In a 28-page ‘white paper’ on the nation’s official position released here, China’s State Council Information Office made it clear that the US government “should bear the sole and entire responsibility” for the current stalemate and the escalating trade conflict.
The white paper, ‘China’s position on the China-US Economic and Trade Consultation’, also hit back at allegations that China had significantly changed the text under negotiation and backtracked from earlier promises.
It pointed out that it was “common practice” to make new proposals and adjustments as the talks progressed and said that this was something the US had done consistently. The white paper outlined the long drawn out process of 11 rounds of negotiations held since early last year to end the stand-off.
“Trumpeting ‘America First’, the current US administration has adopted a series of unilateral and protectionist measures, regularly wielded tariffs as a ‘big stick’ and coerced other countries into accepting its demands,” the paper stated in a reference to US trade measures against various countries, including India.

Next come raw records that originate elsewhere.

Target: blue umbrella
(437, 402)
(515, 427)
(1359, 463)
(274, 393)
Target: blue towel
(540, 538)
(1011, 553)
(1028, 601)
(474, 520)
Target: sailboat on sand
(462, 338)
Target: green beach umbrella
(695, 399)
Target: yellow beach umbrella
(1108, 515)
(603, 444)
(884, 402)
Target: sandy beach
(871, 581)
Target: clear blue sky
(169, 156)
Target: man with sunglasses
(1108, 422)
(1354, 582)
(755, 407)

The white paper was released a day after China hit $60 billion worth of US goods with new punitive tariffs ranging from five to 25 per cent, in retaliation to the US raising punitive tariffs on $200 billion worth of Chinese goods.
Notably, the Chinese government’s white paper pointed out that the US tariff measures have caused “serious harm” to the US economy instead of boosting it. At the press conference held here on Sunday, China’s Vice Minister for Commerce, Wang Shouwen called the US “irresponsible” for accusing Beijing of backtracking on its promises. “Nothing is agreed until everything is agreed,” he said in English.

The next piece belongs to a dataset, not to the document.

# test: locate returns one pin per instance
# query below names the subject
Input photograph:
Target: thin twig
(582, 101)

Wang also said that the United States was putting “compulsory requirements”, impinging on China’s sovereignty with a rider that some tariffs will remain even after the deal.
Without naming US President Donald Trump, Wang said “they also increased tariffs in order to exhort pressure on China” leading to severe setback of the negotiations.” “If one doesn’t respect other side’s sovereignty and core interests and tries to force the other side to compromise by pressuring to yield lopsided results, such negotiations cannot succeed,” Wang said. “If the US wants to use extreme pressure and all kinds of ways to escalate trade frictions to force China to capitulate, this is impossible,” he added.
The white paper also accused the US of going back on its word three times over the course of negotiations by introducing new tariffs and other conditions beyond what was agreed on. It noted that China and the US agreed on most parts of the deal.
“But the consultations have not been free of setbacks, each of them being the result of a US breach of consensus and commitments, and backtracking,” the white paper said.